Summary: Understanding the Person of God through His works of Creation, Providence, and Redemption.


Psalm 111

After the initial exhortation to “Praise ye the LORD” (Psalm 111:1), this song forms an acrostic, using all twenty-two Hebrew letters in alphabetical order.

As for the Psalmist, he has determined: “I will praise the LORD with my whole heart” (Psalm 111:1).

The heart is a metaphor for the inner self. It is the wellspring of emotions (Exodus 4:14); the seat of conscience (1 Samuel 25:31; 2 Samuel 24:10); the place of understanding (1 Kings 3:9); and the residence of faith (Romans 10:9-10).

Our praise should thus be deeply personal: but it also gives expression “in the assembly of the upright, and in the congregation” (Psalm 111:1).

Let us not forsake our gathering together as part of the congregation of the Lord (Hebrews 10:25). There our praises are mingled with that of our brethren throughout the world, and throughout all ages. There our praises are joined by those of angels and archangels, and all the company of heaven (cf. Hebrews 12:22-24).

‘Where two or three are gathered together’ (Matthew 18:20) in the Name of Jesus there He is, ‘God with us’ (Matthew 1:23), in the midst. It is even as He has promised: ‘I will never leave you nor forsake you’ (Hebrews 13:5); ‘behold I am with you, even to the end of the age’ (Matthew 28:20).

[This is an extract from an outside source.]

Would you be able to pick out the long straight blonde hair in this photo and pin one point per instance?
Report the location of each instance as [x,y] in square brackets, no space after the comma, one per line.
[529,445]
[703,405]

As we study “the works of the LORD” (Psalm 111:2), we come to know Him in His Person: but His acts arise out of His nature, not vice versa.

It is the light and glory of the sun that convinces me of the sun’s existence: but the sun existed long before my perception of it. The LORD’s “righteousness”, which is displayed so wonderfully in the Cross of Jesus (2 Corinthians 5:21), does not stop with this single act, but “endures for ever” (Psalm 111:3).

A recurring theme throughout this Psalm is “the wonderful works” of the LORD. The beauty of a rainbow, spanning a mountain glen, reminds us that He is “gracious and full of compassion” (Psalm 111:4).

As well as the work of Creation, there is the work of Providence, and the work of Redemption. He gives food to those who hold Him in awe, because He is mindful of His covenant with them (Psalm 111:5).

The power of His works is seen in His giving “the heritage of the nations” to Israel (Psalm 111:6). The meek shall inherit the earth (Matthew 5:5).

As we contemplate these things, we can be sure also of His Word. He is faithful and just, so we can trust His precepts (Psalm 111:7). ‘Grass withers, and the flower fades away, but His Word endures forever’ (Isaiah 40:8); ‘and this is the Word which by the gospel is preached to you’ (1 Peter 1:25).

His precepts “stand fast forever” (Psalm 111:8). Jesus came not to abolish them, but to fullfil them (Matthew 5:17-18). It is He alone who has done them “in truth and righteousness” (Psalm 111:8).

The law was our schoolmaster, leading us to Christ (Galatians 3:24). Now we are partakers of the Redemption wrought by Him at Calvary. Through that one act - the giving of God’s only begotten Son to die for us, in our room and stead - the LORD has fulfilled His eternal covenant. “Holy and awesome is His Name” (Psalm 111:9).

Having studied the works of the LORD, the Psalmist concludes that reverencing the LORD is the beginning of wisdom. All those who practice it have a good understanding. His praise endures forever (Psalm 111:10).